Melihat pak Yanto yang kewalahan menghadapi mereka, Dara menyuruh Aisyah yang bicara, siapa tahu mereka mau mendengarkannya. Karena kebiasaannya kalau si cantik yang ngomong semuanya mau mematuhi.
"Aisyah, sebaiknya kamu aja yang bicara, kasihan tuh pak Yanto," usul Dara. Aisyah kemudian memberanikan dirinya untuk memberi penjelasan dan alasan yang tepat pada mereka.
"Teman-teman semuanya, tolong didengar baik-baik ya!" Aisyah mulai berbicara, baru beberapa patah kata yang dia ucapkan, kini semua mata sudah tertuju ke arahnya, ternyata benar kalau dia yang bicara semua akan mendengarkannya. Ya wajar saja, Aisyah adalah murid teladan di sekolahnya, dan yang paling penting di antara semua teman kelasnya cuma dia yang memakai jilbab.

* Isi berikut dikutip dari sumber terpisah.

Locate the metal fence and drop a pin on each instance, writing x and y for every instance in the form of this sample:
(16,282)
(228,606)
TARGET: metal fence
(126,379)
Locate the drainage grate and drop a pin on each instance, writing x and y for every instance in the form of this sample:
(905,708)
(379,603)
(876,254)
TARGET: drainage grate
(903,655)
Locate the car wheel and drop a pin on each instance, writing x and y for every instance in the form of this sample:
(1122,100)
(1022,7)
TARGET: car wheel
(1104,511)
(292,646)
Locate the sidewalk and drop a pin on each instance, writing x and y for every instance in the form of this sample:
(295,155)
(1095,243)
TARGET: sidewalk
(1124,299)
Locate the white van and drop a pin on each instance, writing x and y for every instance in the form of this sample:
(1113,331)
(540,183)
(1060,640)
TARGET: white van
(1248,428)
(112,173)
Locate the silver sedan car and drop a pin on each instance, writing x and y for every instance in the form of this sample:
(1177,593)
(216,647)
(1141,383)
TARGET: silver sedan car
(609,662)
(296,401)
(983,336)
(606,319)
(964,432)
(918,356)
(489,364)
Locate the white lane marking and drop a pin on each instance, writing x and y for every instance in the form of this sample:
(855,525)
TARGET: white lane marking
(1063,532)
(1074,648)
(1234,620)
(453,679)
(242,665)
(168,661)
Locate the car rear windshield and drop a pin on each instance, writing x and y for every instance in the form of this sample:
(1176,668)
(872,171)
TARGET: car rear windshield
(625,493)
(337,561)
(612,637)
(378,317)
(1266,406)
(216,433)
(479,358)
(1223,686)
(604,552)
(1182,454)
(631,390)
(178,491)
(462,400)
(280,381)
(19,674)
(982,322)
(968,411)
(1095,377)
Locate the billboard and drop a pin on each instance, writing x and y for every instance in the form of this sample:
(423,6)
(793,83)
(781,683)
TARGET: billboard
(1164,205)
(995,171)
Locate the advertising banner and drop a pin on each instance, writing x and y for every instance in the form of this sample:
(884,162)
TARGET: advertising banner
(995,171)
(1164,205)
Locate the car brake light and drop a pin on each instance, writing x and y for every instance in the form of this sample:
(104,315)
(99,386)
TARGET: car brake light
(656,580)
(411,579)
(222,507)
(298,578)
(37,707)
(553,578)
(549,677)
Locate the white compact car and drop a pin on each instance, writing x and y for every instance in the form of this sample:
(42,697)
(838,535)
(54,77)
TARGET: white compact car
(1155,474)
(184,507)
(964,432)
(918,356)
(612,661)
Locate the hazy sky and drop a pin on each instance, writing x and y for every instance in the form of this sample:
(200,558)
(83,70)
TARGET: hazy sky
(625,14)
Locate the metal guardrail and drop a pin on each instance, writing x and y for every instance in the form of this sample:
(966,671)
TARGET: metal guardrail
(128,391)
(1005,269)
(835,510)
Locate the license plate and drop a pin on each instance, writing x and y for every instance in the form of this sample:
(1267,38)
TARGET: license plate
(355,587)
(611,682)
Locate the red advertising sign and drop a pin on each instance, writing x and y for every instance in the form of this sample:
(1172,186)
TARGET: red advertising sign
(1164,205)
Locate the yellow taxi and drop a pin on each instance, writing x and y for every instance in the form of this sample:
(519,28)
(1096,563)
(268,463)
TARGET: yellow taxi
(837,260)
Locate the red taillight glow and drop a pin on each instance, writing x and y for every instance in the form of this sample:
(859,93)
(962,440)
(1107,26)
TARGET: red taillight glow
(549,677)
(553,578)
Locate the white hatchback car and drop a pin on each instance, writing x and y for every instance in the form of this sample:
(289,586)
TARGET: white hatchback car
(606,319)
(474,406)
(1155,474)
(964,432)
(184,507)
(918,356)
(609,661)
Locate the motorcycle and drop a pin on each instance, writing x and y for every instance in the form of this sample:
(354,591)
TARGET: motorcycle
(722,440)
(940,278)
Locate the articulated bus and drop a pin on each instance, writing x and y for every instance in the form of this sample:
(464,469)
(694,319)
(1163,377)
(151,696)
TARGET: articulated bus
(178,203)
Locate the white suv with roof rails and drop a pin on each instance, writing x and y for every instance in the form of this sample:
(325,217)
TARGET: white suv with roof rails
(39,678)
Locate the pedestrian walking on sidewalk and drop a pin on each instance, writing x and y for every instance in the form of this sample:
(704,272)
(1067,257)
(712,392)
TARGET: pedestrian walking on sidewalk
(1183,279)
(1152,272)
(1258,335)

"Apa yang pak Yanto bilang benar, ini untuk keselamatan kita, kalau terjadi apa-apa sama kalian siapa yang mau tanggung jawab? Mereka mungkin sudah aman sampai di sana, tapi kita? Kita terjebak di sini, kita harus menunggu sampai besok pagi, di sini kita cuma ada pak Yanto, jadi kita harus mendengarkan apa yang beliau katakan," ucap Aisyah berbicara panjang lebar, berharap teman-temannya bisa menerima dengan baik apa yang dikatakannya tadi.
"Iya, Aisyah benar. Di sini nggak ada guru sama sekali, jadi kalau terjadi apa-apa, kita cuma bisa bergantung pada pak yanto," ucap Rudi menambahkan.

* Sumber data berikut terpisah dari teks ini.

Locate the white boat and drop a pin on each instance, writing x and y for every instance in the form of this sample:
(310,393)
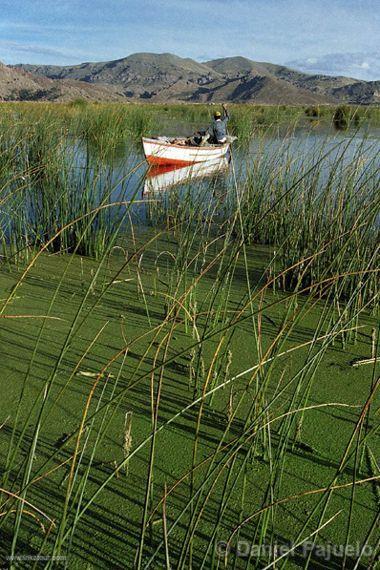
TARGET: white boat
(162,151)
(159,178)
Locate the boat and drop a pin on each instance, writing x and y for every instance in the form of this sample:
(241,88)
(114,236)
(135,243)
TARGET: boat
(163,150)
(159,178)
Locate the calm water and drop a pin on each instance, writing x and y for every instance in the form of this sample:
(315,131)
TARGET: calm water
(132,179)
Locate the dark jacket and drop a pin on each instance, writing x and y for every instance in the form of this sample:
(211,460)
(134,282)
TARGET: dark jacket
(218,129)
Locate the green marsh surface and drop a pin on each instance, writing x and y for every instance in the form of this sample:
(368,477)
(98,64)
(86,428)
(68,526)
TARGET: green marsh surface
(198,366)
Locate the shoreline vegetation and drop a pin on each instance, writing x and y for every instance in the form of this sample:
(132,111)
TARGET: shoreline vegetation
(189,379)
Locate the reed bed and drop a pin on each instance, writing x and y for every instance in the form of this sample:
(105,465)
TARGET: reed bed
(183,393)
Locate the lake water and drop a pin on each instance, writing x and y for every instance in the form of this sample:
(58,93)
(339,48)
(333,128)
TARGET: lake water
(294,151)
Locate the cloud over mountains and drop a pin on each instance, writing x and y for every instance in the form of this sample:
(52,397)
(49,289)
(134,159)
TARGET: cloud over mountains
(362,65)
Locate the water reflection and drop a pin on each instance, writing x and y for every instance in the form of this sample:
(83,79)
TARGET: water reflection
(160,178)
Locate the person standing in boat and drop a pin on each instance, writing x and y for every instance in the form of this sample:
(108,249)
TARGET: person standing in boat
(218,129)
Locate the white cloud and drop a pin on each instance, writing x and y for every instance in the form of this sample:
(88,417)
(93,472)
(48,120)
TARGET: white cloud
(358,65)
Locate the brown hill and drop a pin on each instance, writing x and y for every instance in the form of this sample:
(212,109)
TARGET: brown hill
(167,77)
(18,84)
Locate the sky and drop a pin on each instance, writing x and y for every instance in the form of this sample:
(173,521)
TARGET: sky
(338,37)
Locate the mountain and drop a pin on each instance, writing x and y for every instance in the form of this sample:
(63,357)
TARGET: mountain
(19,84)
(167,77)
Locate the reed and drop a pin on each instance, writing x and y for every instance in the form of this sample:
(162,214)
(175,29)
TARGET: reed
(225,327)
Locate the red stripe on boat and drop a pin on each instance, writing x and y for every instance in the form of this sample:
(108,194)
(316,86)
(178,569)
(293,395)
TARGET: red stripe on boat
(162,161)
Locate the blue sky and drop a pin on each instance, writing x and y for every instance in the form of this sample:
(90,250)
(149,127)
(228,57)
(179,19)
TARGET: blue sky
(332,36)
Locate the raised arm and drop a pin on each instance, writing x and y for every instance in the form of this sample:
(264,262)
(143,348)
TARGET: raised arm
(226,114)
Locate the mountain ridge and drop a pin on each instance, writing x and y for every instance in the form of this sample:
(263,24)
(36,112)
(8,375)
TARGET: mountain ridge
(167,77)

"Tapi Aisyah, bukankah kalau kita mendirikan tenda di luar akan lebih menyenangkan dan kita bukannya anak kecil lagi lho!" Lucy rupanya belum bisa menerima keputusan yang dibuat mereka.
"Lucy, begini ya, aku bukannya bermaksud untuk menakut-nakuti kalian, tapi ini memang benar adanya. Kita sekarang sedang berada di sebuah hutan yang bahkan kita sendiri belum pernah datang ke tempat ini, oke soal binatang buas, kita yang 15 orang ini mungkin bisa melawannya, tapi bagaimana dengan mereka yang tak terlihat?" ucapan terakhir Aisyah membuat semuanya terdiam.
Sekarang mereka sama-sama memilih untuk tetap di dalam bus, bahkan tidak ada yang berani keluar, meski hanya untuk sekedar buang hajat.
"Coba saja para guru tadi ada yang pergi bersama kita, tapi mereka malah lebih memilih untuk pergi dengan guru SMA Pertiwi, huh! Nggak adi," ucap Dara terlihat kesal.
***•••••***
Malam semakin larut, semua teman-temannya sudah tidur, sedangkan Rudi dan Andi masih saja terus mengobrol, membicarakan hal yang menyeramkan, tapi inilah hobi mereka, menceritakan hal-hal menakutkan di tengah suasana yang sunyi dan mencekam.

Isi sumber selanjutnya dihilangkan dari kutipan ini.